En Chile, sucede el particular fenómeno que las efemérides de desastres se recuerdan con un nuevo evento. Es así como el sismo del 19 de enero de este año, que afectó principalmente a las ciudades de La Serena y Coquimbo, fue un recordatorio del más letal de los terremotos registrados en el país, ocurrido el 24 de enero de 1939 en Chillán.
Lamentablemente esta situación también se repite con frecuencia ante otro tipo de desastres, los incendios forestales, que han hecho resurgir la condición de catástrofe en el sur del país, a tan sólo 2 años de las impactantes imágenes que dejaron el paso de las llamas entre las regiones de O'Higgins, Maule y Biobío.
A esto se suman las inundaciones en el norte producto de las precipitaciones altiplánicas estivales que han impactado profundamente a diversas localidades rurales.
La construcción de resiliencia es uno de los discursos que se ha instaurado dentro del debate como una condición deseable, sobre todo en países como Chile, en donde la amenaza a eventos socionaturales es alta, es por esto que se han diseñado diferentes estrategias que pretenden desarrollar esta condición en nuestra población.
Sin embargo, la mayoría de estas iniciativas no consideran la realidad de las comunidades rurales, donde el impacto de los desastres es aún mayor, porque además es silencioso.
Esta preocupación no es antojadiza. Según datos de ODEPA (2018), el 82% de la superficie del territorio chileno pertenece a comunas rurales, de acuerdo al criterio OCDE.

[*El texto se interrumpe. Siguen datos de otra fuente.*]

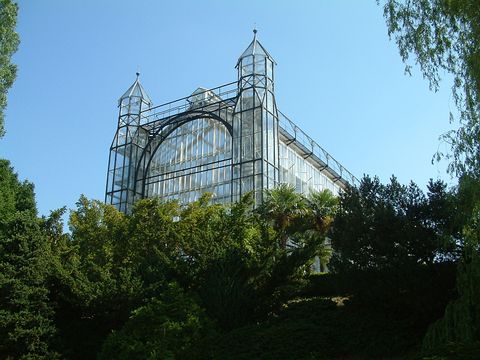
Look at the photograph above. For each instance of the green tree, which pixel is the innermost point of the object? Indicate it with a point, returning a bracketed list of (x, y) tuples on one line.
[(8, 46), (444, 36), (166, 327), (26, 257), (392, 226)]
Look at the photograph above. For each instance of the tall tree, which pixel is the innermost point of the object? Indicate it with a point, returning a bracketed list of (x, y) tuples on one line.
[(444, 36), (9, 41), (26, 315)]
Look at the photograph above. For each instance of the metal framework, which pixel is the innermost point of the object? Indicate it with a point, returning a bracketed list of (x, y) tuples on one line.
[(228, 140)]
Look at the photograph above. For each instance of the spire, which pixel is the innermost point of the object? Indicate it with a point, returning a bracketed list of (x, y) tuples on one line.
[(255, 48), (136, 90)]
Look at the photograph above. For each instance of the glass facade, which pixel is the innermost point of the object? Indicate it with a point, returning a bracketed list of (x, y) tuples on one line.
[(228, 141)]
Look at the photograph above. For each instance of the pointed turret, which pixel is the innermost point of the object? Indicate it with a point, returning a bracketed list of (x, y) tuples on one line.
[(255, 48), (255, 123), (136, 91)]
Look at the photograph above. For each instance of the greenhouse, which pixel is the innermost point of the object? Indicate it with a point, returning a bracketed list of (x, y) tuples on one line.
[(228, 140)]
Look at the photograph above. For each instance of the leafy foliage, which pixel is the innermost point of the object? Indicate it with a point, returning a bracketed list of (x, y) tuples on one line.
[(26, 314), (8, 46), (166, 327), (444, 35), (392, 226)]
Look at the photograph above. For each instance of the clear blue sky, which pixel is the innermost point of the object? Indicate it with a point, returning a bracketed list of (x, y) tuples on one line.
[(338, 77)]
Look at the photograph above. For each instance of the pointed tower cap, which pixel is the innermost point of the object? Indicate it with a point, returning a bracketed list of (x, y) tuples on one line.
[(255, 48), (136, 90)]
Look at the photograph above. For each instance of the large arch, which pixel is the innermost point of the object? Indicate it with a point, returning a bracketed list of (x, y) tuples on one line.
[(160, 137)]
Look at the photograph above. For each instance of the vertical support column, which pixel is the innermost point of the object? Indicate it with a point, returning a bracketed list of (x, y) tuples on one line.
[(255, 125)]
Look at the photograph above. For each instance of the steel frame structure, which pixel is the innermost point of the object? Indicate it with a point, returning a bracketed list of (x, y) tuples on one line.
[(228, 140)]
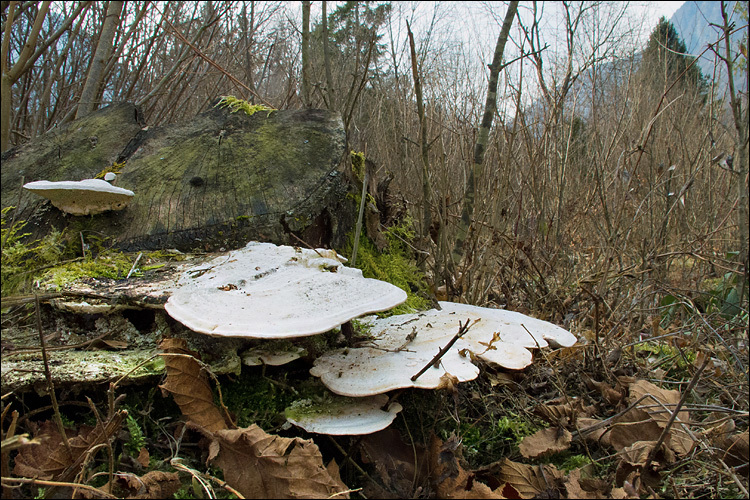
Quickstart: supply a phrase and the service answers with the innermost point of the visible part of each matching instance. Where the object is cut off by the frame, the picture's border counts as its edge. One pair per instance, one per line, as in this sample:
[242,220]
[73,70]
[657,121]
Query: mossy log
[217,180]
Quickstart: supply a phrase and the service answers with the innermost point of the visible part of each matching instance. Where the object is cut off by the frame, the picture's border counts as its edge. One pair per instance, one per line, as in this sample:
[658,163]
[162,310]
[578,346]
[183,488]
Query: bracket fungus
[86,197]
[269,291]
[401,345]
[343,416]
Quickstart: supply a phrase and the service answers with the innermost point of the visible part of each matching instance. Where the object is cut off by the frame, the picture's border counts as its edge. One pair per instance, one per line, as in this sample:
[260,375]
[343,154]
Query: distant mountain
[693,22]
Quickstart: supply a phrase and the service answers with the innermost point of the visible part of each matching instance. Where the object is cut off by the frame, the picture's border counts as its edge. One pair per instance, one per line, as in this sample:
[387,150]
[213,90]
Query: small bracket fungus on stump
[402,345]
[269,291]
[343,416]
[86,197]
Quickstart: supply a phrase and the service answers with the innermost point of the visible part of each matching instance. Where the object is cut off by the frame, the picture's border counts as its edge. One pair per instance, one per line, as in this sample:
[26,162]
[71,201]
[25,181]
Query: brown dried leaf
[189,386]
[634,425]
[610,394]
[143,457]
[449,479]
[528,480]
[32,461]
[261,465]
[593,436]
[575,489]
[736,451]
[678,438]
[565,413]
[394,461]
[53,460]
[154,484]
[545,441]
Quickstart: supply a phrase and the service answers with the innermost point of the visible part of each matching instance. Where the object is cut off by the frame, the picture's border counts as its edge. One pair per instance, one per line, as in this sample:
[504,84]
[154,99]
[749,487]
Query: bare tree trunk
[740,164]
[11,75]
[306,53]
[330,91]
[484,131]
[87,104]
[426,213]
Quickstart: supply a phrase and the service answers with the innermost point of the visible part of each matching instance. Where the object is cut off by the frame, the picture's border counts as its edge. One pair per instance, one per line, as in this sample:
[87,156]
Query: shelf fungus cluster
[401,346]
[267,291]
[86,197]
[274,292]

Esta misma metodología eleva a 29% el porcentaje de población rural si se le compara con el 13% declarado por el INE.
Este porcentaje tiene como característica una alta dispersión territorial, lo que dificulta las tareas de primera respuesta ante un evento, a lo que se suman problemas y bloqueos en la accesibilidad de las rutas, acceso al agua ante colapso de los sistemas de agua potable rural, fragilidad en la materialidad y tipo de construcción de las viviendas, y una población que envejece y no se recambia.
Los desastres en las áreas rurales no sólo impactan a su población, sino que también afectan a sus medios de vida, en actividades relacionadas con la pequeña minería, la pesca, la ganadería y la agricultura, donde un evento de estas características puede tener consecuencias en el ámbito de lo económico durante años.
No obstante, también es importante rescatar que dentro de estas comunidades existe un acabado conocimiento de su territorio y entorno, en donde saberes ancestrales permiten que estén alerta a las señales de la naturaleza. Este rico conocimiento debe ser reconocido, validado y sistematizado, de manera que retroalimente a la construcción de la resiliencia de estos sistemas.
Los últimos eventos de desastres han impactado principalmente las áreas rurales de nuestro país, afectando principalmente a una población vulnerable.
Debemos ser conscientes que, dentro de los efectos del cambio climático, los eventos hidrometeorológicos pueden ser más intensos o recurrentes.
Es necesario levantar la voz sobre estos temas, y profundizar en la necesidad de generar políticas y herramientas que nos permitan escuchar y atender a estos desastres silenciosos.